Los alaridos que llegan desde los acantilados de la isla perturban nuestra paz y enloquecen a nuestros animales. No deseo saber nada de vuestra misión, pero si es para acabar con la pesadilla contáis con toda mi ayuda. Por cierto, no soy una ninfa sino una ondina.

—Creía que las ondinas habitaban en las fuentes y en los ríos.

—Soy una ondina de agua salada —replicó la joven irguiendo la cabeza—. ¿Acaso tenéis algo que objetar?

—Nada en absoluto —dijo Steamboat tragando saliva. Sentía la necesidad de quitarse el sombrero ante aquella maravilla de la creación, pero para eso tendría que desprenderse antes de la escafandra, y eso significaría ahogarse sin remedio.

—Bien. Supongo que sabéis que Isla Neblina está fuertemente protegida por altos acantilados y que varias parejas de tuétanos patrullan sus aguas día y noche en busca de intrusos. Llegar por la superficie es una tarea tan imposible como estúpida.

—Lo sabemos. Por eso lo haremos bajo el agua.

—No me refiero a la superficie del agua, sino a la superficie en general. Intentar escalar la isla es inútil. Sólo hay un hueco entre las rocas para que atraquen los barcos, pero está custodiado por tuétanos armados con cañones. Sin embargo sé de alguien que puede ayudaros. —La ondina se volvió hacia el hipocampo y llamó a otro que pastaba unos metros más allá—. Panchito, Avellana, llevad a estos amigos a la roca de Illithid Ram. Él sabrá cómo resolver vuestro problema.

—¿Illithid Ram? —preguntó Naj, que no había abierto el hocico hasta entonces.

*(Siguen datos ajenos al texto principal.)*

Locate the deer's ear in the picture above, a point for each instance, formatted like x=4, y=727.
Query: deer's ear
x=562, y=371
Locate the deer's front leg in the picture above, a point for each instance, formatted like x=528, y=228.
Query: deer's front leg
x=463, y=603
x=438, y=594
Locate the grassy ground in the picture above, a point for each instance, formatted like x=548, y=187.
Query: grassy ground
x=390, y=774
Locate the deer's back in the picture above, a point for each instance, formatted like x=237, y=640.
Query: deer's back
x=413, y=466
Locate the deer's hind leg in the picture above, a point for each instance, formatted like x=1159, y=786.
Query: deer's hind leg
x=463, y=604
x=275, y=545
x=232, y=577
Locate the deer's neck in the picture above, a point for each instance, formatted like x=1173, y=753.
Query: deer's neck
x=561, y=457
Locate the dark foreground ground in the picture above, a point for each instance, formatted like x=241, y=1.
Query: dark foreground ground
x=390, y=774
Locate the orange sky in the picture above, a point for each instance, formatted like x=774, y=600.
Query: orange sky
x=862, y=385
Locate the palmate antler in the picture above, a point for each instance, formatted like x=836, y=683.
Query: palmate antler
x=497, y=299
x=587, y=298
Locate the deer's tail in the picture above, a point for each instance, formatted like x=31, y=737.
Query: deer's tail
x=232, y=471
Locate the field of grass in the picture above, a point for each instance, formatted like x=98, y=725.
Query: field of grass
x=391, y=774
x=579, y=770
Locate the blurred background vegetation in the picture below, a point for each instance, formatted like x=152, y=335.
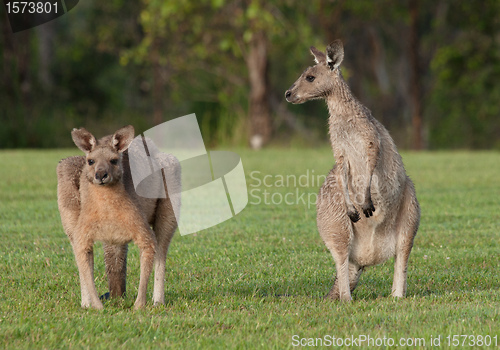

—El rey de los lemmings. Tiene un poco de mal carácter, pero decidle que vais de mi parte y no creo que sea demasiado duro con vosotros.

La dulce sensación que les había dejado la hermosa ondina se hizo añicos contra la repulsiva visión que salió a su encuentro poco después. Habían cabalgado a Panchito y Avellana varias millas hacia el Norte, hasta que las aguas se volvieron de repente turbias. Entonces aparecieron ante ellos diez criaturas que les cortaron el paso. A Naj su aspecto de roedores le recordó a algo que había comido recientemente… salvo que éstos tenían aletas y cola de pez.

—¡Son lemmings! —exclamó—. Lemmings… ¿acuáticos?

—La bella ondina dijo que el tal Illithid Ram era el rey de los lemmings —recordó Steamboat—. ¡Eh, vosotros! Llevadnos ante vuestro jefe.

Los lemmings, serviciales, los escoltaron hasta una gran roca sumergida. Durante todo el viaje, Naj no pudo evitar preguntarse a qué sabría un lemming acuático, pero sus dudas gastronómicas dejaron de tener importancia en el momento en que el rey de los lemmings salió a recibirles desde la oscura formación rocosa. Illithid Ram no sólo era feo, sino que desprendía maldad por cada poro. Tenía la cabeza redonda y pelada, con dos ojos inexpresivos, como cuentas de metal, en los que brillaban destellos de demencia. Su piel era púrpura y de su boca salían cuatro tentáculos de aspecto peligroso.